Say that you simply buy a European name choice for TCKR inventory. The expiration date is one 12 months from now, the strike value is $15, and buying the decision prices you $5. This contract offers you the appropriate however not the duty to buy TCKR inventory on the expiration date for $15, regardless of the market value is likely to be.

If one 12 months from now, TCKR trades at $10, you’ll not train the choice. If, however, TCKR is buying and selling at $20 per share, you’ll train the choice, purchase TCKR at $15 and break-even, because you paid $5 for the choice initially. Any quantity TCKR rises above $20 is pure revenue, assuming zero transaction charges. 

$beginaligned&7 + 14.42 < 12 + 10 &21.42 textfiduciary name < 22 textprotected put endaligned$​7+14.42<12+1021.42 fiduciary name<22 protected put​

Protecting Put

One other option to think about put-call parity is to check the efficiency of a protecting put and a fiduciary name of the identical class. A protecting put is an extended inventory place mixed with an extended put, which acts to restrict the draw back of holding the inventory.

Fiduciary Name

A fiduciary name is an extended name mixed with money equal to the current worth (adjusted for the low cost charge) of the strike value; this ensures that the investor has sufficient money to train the choice on the expiration date. Earlier than, we mentioned that TCKR places and calls with a strike value of $15 expiring in a single 12 months each traded at $5, however let’s assume for a second that they commerce without cost.

Put-Name Parity Instance

Say you additionally promote (or “write” or “quick”) a European put choice for TCKR inventory. The expiration date, strike value, and price of the choice are the identical. You obtain $5 from writing the choice, and it’s not as much as you whether or not or to not train the choice since you do not personal it. The customer purchases the appropriate, however not the duty, to promote you TCKR inventory on the strike value. This implies you’re obligated to take that deal, no matter TCKR’s market share value.

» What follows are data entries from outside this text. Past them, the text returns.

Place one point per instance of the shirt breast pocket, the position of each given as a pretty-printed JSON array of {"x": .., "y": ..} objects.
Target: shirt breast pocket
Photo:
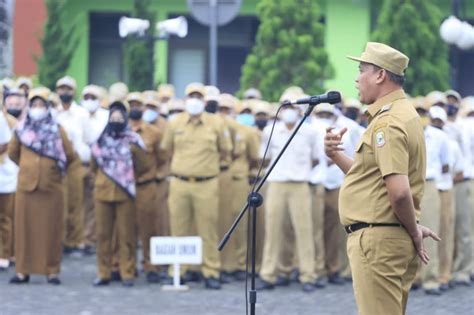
[{"x": 364, "y": 157}]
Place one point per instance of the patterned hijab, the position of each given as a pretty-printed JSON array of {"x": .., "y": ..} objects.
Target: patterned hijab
[
  {"x": 114, "y": 157},
  {"x": 43, "y": 137}
]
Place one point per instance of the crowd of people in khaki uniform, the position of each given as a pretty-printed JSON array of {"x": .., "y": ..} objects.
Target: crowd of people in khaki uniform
[{"x": 104, "y": 175}]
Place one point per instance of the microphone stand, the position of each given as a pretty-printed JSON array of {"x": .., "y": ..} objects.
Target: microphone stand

So if TCKR trades at $10 a 12 months from now, the customer sells you the inventory at $15. You each break even—you already made $5 from promoting the put, making up your shortfall, whereas the customer already spent $5 to purchase it, consuming up their achieve. If TCKR trades at $15 or above, you make $5 and solely $5, for the reason that different social gathering would not train the choice. If TCKR trades under $10, you lose cash—as much as $10, if TCKR goes to zero.

The revenue or loss on these positions for various TCKR inventory costs is highlighted within the graph straight above this part. Discover that in case you add the revenue or loss on the lengthy name to that of the quick put, you make or lose precisely what you’ll have in case you had merely signed a ahead contract for TCKR inventory at $15, expiring in a single 12 months. If shares go for lower than $15, you lose cash. In the event that they go for extra, you achieve. Once more, this situation ignores all transaction charges.

One other option to think about put-call parity is to check the efficiency of a protecting put and a fiduciary name of the identical class. A protecting put is an extended inventory place mixed with an extended put, which acts to restrict the draw back of holding the inventory.

A fiduciary name is an extended name mixed with money equal to the current worth (adjusted for the low cost charge) of the strike value; this ensures that the investor has sufficient money to train the choice on the expiration date. Earlier than, we mentioned that TCKR places and calls with a strike value of $15 expiring in a single 12 months each traded at $5, however let’s assume for a second that they commerce without cost.